MC: Well I think you’ve got, you don’t have a choice with the incinerator. If you don’t build .. if this council doesn’t find an alternative for waste management .. when the tips close, where are we going to put the rubbish? Are we going to do what Naples do, and put it on the streets? If we .. you know .. I don’t want to build an incin .. as you know perfectly well, that I am the chairman of Peterborough Renewal Energy.
PS: Yeah well send it there couldn’t we?
MC: Well you might be able to do that and I can’t be involved that. And if that’s the right thing to do, then the council will do that.
PS: Mmm.
MC: But until such time ..
PS: So we don’t need one then?
MC: Yeah well, all I’m saying to you is you have to have one. Because what will happen in 2013, if we as a council do not have an alternative, to waste landfill, we will face anything up to seven million pound a year fines.
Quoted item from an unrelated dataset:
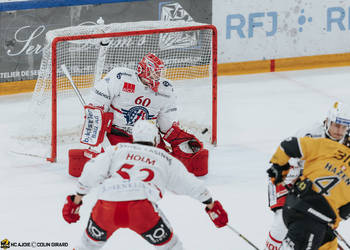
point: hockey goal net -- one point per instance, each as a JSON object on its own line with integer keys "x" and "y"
{"x": 188, "y": 49}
PS: Well we will, we’ve have PREL.
MC: Well if you’ve got PREL, and PREL is functioning, that may be an alternative. But it’s not something for me to say, and it’s not something for me to get involved in, at all.
PS: Are you happy with this budget Marco? Are you happy with it?
MC: I am convinced that this budget is an extremely good budget for the city, and it will help us grow this city, and help us avoid some of the problems that other cities will have, because they’ve buried their heads in the sand.
PS: Let’s .. let’s end this on a lighter note. Lucy says: “If we get water-taxis Marco, will that entice Primark here?”
MC: (Laughs) May very well be. That’s just the sort of thing that businesses do want to see, in order to come into our city.
PS: Tell them it’s coming.
MC: (Laughs)
PS: They were all expecting it in Woolies.
MC: Well, you know, it’s only down the side of the river, you know, you’ll be able to come in and out the side of town on the water-taxi and walk across to Primark, if they come.
PS: Mmm. He’s Marco Cereste. He’s the leader of Peterborough city council, and fair play to him, he comes on and fronts up doesn’t he. And does his best to answer the questions, whether you agree with him or disagree with him.